2. The desire to be respected can lead us to subtly try to impress others, voice our opinions instead of listening to theirs, and criticize others (as if tearing them down elevates us). But Jesus said, whoever would be great among you must be your servant, and whoever would be first among you must be your slave (Matt 25:27).

3. The desire to make someone who hurt you know how much it hurt can lead to an angry counter-attack, resentment, bitterness, or withholding of affection, instead of waiting for things to cool off and then courageously saying, “When you said _____ I felt ______. The right response to being hurt is spelled out by Paul, Be kind to one another, tenderhearted, forgiving one another, as God in Christ forgave you and Let no unwholesome word proceed from your mouth, but only such a word as is good for edification according to the need of the moment, so that it will give grace to those who hear. (Eph 4:29-32).

4.  The desire for sexual and romantic fulfillment is powerful. We will talk about how to cope, while single, with this desire in the next series of podcasts. God gives us such a strong sex drive because he wants us to often get sexually drunk with our wives (Prov 5:19). But in a fallen world that brings brokenness into married love-making and lot’s of opportunity to satisfy sexual craving with images instead of with a real woman—it is easy to sow seeds of corruption into our sexual desires. Real sexual satisfaction is always the fruit of pursuing sex, righteously, which means with our wives, alone.

5. The desire to save money can cause us to underpay one who works for us, be dishonest in order to qualify for a sale, or get into an event dishonestly by not paying the entrance fee.  But Proverbs 10:2 is clear, Ill-gotten gains do not profit, But righteousness delivers from death.

6. The desire to enjoy good times with friends is something that apparently characterized Jesus. He, himself, said he came eating and drinking and was accused of being a glutton and a drunkard, a friend of tax collectors and sinners.
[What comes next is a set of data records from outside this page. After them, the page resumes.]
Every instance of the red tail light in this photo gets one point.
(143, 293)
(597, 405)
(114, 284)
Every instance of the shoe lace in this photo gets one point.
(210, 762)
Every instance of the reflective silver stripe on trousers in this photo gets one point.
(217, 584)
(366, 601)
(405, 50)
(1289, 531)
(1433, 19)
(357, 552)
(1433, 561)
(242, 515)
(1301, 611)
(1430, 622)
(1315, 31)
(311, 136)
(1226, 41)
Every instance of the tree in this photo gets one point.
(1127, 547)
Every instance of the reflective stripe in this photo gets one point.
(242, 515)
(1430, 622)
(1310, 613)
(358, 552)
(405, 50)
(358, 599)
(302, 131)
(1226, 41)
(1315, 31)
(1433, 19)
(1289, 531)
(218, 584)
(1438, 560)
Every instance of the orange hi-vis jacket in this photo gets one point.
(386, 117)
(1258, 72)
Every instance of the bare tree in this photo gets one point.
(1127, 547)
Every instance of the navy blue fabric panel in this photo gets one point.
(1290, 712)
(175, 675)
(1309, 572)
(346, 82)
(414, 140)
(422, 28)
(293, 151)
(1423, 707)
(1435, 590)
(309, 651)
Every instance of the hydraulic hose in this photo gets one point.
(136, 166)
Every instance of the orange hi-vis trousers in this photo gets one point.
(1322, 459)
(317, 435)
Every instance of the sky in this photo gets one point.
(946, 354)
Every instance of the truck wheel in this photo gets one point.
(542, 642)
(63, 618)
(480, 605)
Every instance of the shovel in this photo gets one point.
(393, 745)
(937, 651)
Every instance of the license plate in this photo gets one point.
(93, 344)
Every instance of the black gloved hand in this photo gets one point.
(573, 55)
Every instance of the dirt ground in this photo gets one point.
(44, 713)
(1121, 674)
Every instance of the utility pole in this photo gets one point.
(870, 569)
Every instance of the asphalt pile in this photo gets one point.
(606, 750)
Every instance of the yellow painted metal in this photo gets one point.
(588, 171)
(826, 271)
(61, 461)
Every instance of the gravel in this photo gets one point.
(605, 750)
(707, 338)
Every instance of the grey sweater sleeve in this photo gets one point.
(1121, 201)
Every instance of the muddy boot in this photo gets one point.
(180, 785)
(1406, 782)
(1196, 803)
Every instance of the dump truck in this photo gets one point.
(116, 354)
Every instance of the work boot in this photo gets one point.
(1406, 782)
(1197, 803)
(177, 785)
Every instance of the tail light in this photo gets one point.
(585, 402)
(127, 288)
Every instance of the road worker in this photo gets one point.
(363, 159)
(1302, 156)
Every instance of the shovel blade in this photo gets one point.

He turned the water into wine so the wedding feast of Cana could continue. Yet, righteous partying always stops short of drunkness or being controlled by alcohol. Do not be drunk with wine, but be filled with the Holy Spirit, said Paul.

7. The desire to be liked can cause us to always be nice to people, never challenging them with a truth they need to hear like their need for Christ, or some other truth. Jesus said, Woe to you when all men speak well of you, for their fathers used to treat the false prophets in the same way. (Luke 6:26) and Proverbs 27:6 observes, Wounds from a friend can be trusted, but an enemy multiplies kisses. 

Hungering and thirsting for the righteous way to fulfill our God-given desires is always the path to true, lasting, satisfaction.

For Further Thought:

1. Of the seven human desires mentioned, that we tend to try to satisfy the wrong way, which ones stood out to you?

2. What are one or two other natural desires that you are tempted to satisfy the wrong way?

3.  You might want to google letter from Birmingham jail to read this full, very moving letter (just 10 minutes to read), and/or go to the National Right to Life website to check out the March for life, and other abortion statistics.